The reader should remember, throughout the reading of the poem, that the raven answers always with the same word; it is the speaker who must frame the questions so that the bird’s response appears to be significant and appears, it might be added, to reinforce the speaker’s own preconceptions about the what, if anything, follows death. Only in the speaker’s mind is the raven The Raven, because it is he who poses questions to which “nevermore” may be regarded as being a significant response. As the speaker himself confesses, it is he who ponders possible meanings for the bird’s “croaking ‘Nevermore’”:

. . . Straight I wheeled a cushioned seat in front of bird, and bust and door;
Then, upon the velvet sinking, I betook myself to linking
Fancy unto fancy, thinking what this ominous bird of yore--
What this grim, ungainly, ghastly, gaunt, and ominous bird of yore
meant in croaking "Nevermore."

The speaker, at first, cannot discern whether the raven is sent from God or from the devil, whether it is a messenger from heaven or from hell. When he asks it whether there is “balm in Gilead,” or a salve that is capable of healing his anguished grief at Lenore’s death, the raven replies, not surprisingly to the reader, “Nevermore,” whereupon, not liking this answer, the speaker believes the raven must be a bird from hell, although one that is able to discern the future, and he asks--almost begs to know--whether he shall ever hold Lenore in his embrace again, whether, in short, there is a life after death, during which he and his beloved may be reunited:

"Prophet!" said I, "thing of evil! - prophet still, if bird or devil!
By that Heaven that bends above us - by that God we both adore --
Tell this soul with sorrow laden if, within the distant Aidenn,
It shall clasp a sainted maiden whom the angels name Lenore --
Clasp a rare and radiant maiden whom the angels name Lenore."
Quoth the Raven "Nevermore."
Outraged at this reply (which he contrived to be the answer by the way that he formulated his question), the speaker orders the raven from his chamber, but the bird ignores his command, remaining on his perch above the door:

And the Raven, never flitting, still is sitting, still is sitting
On the pallid bust of Pallas just above my chamber door;
And his eyes have all the seeming of a demon's that is dreaming,
And the lamp-light o'er him streaming throws his shadow on the floor;
And my soul from out that shadow that lies floating on the floor
Shall be lifted--nevermore!
Now, the same bird that the speaker has characterized variously as merely an “ebony bird,” as an emissary from “the Night’s Plutonian shore,” as a messenger sent by God or the devil, and as a demonic prophet, now regards it as the very embodiment of wisdom, for it occupies (not, in the mind of the narrator, by sheer chance, the reader may assume) “the pallid bust of Pallas,” or Athena, the goddess of wisdom.
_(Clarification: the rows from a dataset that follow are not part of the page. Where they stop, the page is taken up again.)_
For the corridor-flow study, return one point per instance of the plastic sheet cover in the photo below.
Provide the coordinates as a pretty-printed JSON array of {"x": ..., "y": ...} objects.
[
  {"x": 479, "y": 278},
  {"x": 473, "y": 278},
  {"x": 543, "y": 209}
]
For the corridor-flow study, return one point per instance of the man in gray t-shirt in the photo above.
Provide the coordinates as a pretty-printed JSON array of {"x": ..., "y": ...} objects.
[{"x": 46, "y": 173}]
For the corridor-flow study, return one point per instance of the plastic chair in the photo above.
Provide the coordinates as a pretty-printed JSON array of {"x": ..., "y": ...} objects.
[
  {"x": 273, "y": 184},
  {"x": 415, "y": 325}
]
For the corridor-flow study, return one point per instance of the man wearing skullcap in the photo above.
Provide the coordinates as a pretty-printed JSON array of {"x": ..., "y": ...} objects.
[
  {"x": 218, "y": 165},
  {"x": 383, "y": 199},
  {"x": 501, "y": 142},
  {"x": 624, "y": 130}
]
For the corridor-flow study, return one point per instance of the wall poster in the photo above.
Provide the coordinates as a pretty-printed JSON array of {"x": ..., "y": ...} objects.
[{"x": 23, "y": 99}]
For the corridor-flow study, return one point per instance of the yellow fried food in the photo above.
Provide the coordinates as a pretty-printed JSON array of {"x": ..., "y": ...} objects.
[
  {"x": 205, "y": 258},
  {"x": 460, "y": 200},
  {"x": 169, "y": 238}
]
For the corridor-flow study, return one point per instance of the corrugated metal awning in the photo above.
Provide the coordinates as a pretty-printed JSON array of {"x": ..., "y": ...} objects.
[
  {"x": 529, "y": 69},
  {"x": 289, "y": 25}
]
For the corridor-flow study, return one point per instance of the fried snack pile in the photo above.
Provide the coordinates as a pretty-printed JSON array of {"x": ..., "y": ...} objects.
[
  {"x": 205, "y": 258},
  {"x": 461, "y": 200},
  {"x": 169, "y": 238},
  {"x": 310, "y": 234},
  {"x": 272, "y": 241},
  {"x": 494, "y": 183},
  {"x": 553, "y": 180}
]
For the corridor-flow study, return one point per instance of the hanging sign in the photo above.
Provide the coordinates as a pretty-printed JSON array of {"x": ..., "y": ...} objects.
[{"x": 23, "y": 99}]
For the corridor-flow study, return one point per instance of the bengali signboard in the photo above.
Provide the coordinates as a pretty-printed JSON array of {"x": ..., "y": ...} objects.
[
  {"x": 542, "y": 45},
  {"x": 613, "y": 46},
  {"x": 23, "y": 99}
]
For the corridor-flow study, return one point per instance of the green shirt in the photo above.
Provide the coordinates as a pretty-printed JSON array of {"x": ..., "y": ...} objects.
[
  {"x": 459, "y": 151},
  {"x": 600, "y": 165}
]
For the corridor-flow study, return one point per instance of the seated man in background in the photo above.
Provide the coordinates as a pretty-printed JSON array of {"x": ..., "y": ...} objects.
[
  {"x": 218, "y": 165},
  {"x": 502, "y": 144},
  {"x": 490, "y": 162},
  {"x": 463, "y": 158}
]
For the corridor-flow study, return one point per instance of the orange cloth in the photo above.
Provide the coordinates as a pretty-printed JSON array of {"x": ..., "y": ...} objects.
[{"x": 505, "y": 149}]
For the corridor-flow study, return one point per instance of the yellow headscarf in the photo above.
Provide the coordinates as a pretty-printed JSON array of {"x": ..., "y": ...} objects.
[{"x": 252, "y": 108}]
Here, we take our leave of the speaker, leaving him obsessed with the idea that, in having (apparently subconsciously) answered his own questions about the likelihood of his attaining “surcease of sorrow” by being reunited with his “lost Lenore,“ he has determined, just as he had believed all along, that there is no existence beyond death, and that the proper attitude to take concerning the belief in the survival of death is a despairing disbelief. His “lost Lenore” was lost even before the raven appeared to him, to reinforce his beliefs that death is the end of life and that there is no hope in an existence beyond the grave.